Quando comecei a estudar a linguagem da Política, percebi que ela não é um produto isolado. Ela se insere num contexto histórico-social que não pode ser ignorado. Como a linguagem é uma atividade criadora, produto da sociedade, ela vive em contínua evolução e é modificada, principalmente, por relações metafóricas e metonímicas, que surgem do povo para o próprio povo. O léxico não é um sistema fechado; ao contrário, está sempre aberto à evolução do mundo, do pensamento, da transformação da sociedade. Há uma interrelação entre a linguagem da Política e a da Economia. É praticamente impossível estabelecer uma fronteira entre as duas linguagens . Um antigo ministro da Fazenda na França ( barão Joseph –Dominique Louis) disse no século XIX: Daí-nos boa política e eu vos farei boas finanças.

Em ondas sucessivas e concêntricas, essas mudanças se irradiam por todo o imenso território brasileiro. Ao viver o cotidiano político em suas múltiplas facetas, o indivíduo cria. A criação é livre; não é privilégio de casta. Registram-se inovações de cidadãos de prestígio, relacionados ao poder, como o próprio Presidente da República – caso do fracassomania - e de simples desconhecidos anônimos para o contexto nacional.

A adoção depende de inúmeros fatores, entre eles, o prestígio do criador – caso de imexível x infritável - e a possibilidade de irradiação nacional, além do aproveitamento em outras áreas do saber humano.  É aí que ocorre o entrecruzar das linguagens, entrecruzar esse que vai surpreender-nos a todo instante. Política e futebol? Política e culinária? Por quê?

Vejamos: uma área afim da Política é o futebol. Como a Política, o futebol é uma arte que exige habilidade específica. Ambas se influenciam mutuamente. Foi assim que surgiu realmário, palavra composta por aglutinação: de real, moeda nacional, mais Romário, nome do craque brasileiro. Assim, realmário foi um nome jocoso sugerido para a nova moeda, que, dessa forma, seria supervalorizada.

Ronaldinho, o Ronaldo de hoje, também gerou Ronaldinhomania inspirado no -radical –mania usado em fracassomania, inovação do presidente Fernando Henrique.

Dar cartão vermelho , no futebol, significa punir um jogador com a expulsão do campo durante a partida disputada; na linguagem da Política, a idéia de expulsão associa-se à da demissão.

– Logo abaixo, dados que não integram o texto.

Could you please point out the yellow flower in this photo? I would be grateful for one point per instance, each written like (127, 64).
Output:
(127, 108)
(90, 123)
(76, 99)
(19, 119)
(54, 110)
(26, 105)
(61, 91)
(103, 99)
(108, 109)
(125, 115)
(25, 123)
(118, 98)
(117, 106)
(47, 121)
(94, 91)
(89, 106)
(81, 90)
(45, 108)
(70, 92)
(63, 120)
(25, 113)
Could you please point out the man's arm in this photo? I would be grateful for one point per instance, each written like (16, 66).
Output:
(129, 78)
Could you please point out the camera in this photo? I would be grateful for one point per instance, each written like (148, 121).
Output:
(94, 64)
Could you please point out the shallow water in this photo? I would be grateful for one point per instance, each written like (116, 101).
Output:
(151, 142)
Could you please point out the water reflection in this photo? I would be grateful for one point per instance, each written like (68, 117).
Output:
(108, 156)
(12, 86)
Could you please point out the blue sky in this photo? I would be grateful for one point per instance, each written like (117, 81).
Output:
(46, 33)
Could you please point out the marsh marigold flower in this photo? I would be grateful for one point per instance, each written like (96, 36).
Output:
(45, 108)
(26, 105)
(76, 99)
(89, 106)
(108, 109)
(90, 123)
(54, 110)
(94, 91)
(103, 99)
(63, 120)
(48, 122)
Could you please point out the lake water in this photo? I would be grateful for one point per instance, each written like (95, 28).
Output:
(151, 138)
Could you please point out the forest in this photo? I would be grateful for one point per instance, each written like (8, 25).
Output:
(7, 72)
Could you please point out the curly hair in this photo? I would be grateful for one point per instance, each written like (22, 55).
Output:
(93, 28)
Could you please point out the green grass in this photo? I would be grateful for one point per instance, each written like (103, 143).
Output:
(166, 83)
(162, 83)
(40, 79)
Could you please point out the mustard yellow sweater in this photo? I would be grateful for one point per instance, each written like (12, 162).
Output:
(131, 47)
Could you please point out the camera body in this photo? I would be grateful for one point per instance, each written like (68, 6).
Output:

Por outro lado, a culinária também se faz presente junto à Política. Sua linguagem é absorvente e vai compor nosso quadro de inovações, caminhando transversalmente à linguagem da Política. Todos conhecem a famosa “pizza” sempre saboreada pelos políticos brasileiros. Estudaremos, agora, os seguintes termos culinários reaproveitados na linguagem da Política:

·          Desaquecer – termo usado, em Economia, no sentido de segurar o crescimento econômico desenfreado (Clare, 2004: 167);

·          Descongelamento – Na linguagem da Economia, significa dissociação. Equivale a divórcio na linguagem da Política (Clare, 2004: 169);

·          Fatiar – Seu sentido político é de desmembrar (Clare, 2004: 173);

·          Fervura – É o auge de uma crise política (Clare, 2004: 174);

·          Filé – Por ser o filé mignon uma das melhores porções da carne, por extensão metafórica, filé, na linguagem da Política, passa a significar elite (Clare, 2004: 174);

·          Fritura – Politicamente, significa queima de qualquer parlamentar, especialmente de ministros de Estado, em processo demissionário (Clare, 2004: 175);

·          Gordura – A palavra adquire, no jargão da Economia, um novo matiz: designa tudo que é excessivo, como abuso no aumento de preços, gastos exagerados etc. (Clare, 2004: 177);

·          Ovo – Metáfora atribuída aos problemas que o governo federal tem de enfrentar e resolver da melhor maneira possível (Clare, 2004: 193);

·          Peneira – Por associação metafórica com o objeto usado na cozinha para separar substâncias reduzidas a fragmentos, é usado para designar o vazamento de informações sigilosas (Clare, 2004: 194);

·          Assar como peru – Ser afastado de um cargo a contragosto. A associação com a ave se dá pelo fato de ser a preferida das ceias de Natal brasileiras. Normalmente, o peru é assado na véspera de Natal. Daí, o ditado popular: Só o peru morre de véspera. (Clare, 2004: 220);

·          Cair na frigideira – Gíria política que indica que determinado parlamentar – geralmente ministro – encontra-se demissionário (Clare, 2004: 221);

·          Colocar água na fervura – Antiga expressão popular que significa acalmar os ânimos, retomada pela linguagem da Política com o mesmo  sentido, embora  restrito aos membros dos poderes governamentais (Clare, 2004: 229);

·          Dieta de engorda – refere-se à atitude de certos partidos políticos, no sentido de aumentar sua bancada federal (Clare, 2004: 237);

·          Ir para o vinagre – Essa expressão usada na linguagem da Política significa fracassar. A associação metafórica ocorre por ser o vinagre um líquido ácido , de gosto forte, podendo ser associado a coisas ruins. (Clare, 2004: 246);

·          Linha macarrão - Estilo descrito pelo Gen. Newton Cruz, candidato ao governo do Estado do Rio de Janeiro em 1994. Consiste em entremear falas mansas a um discurso duro. A associação com macarrão é metafórica, pois, uma vez cozido, este pode apresentar partes moles, bem cozidas, e partes duras, al dente. (Clare, 2004: 248);

Como se pode ver, é dinâmico o caminhar da linguagem. Muitos cruzamentos ocorrem. Uns efêmeros; outros se tornam neologismos e, pouco a pouco, incorporam-se ao léxico, passando pelo processo de desmetaforização. Eis, portanto, um incentivo permanente à pesquisa aqui apenas iniciada.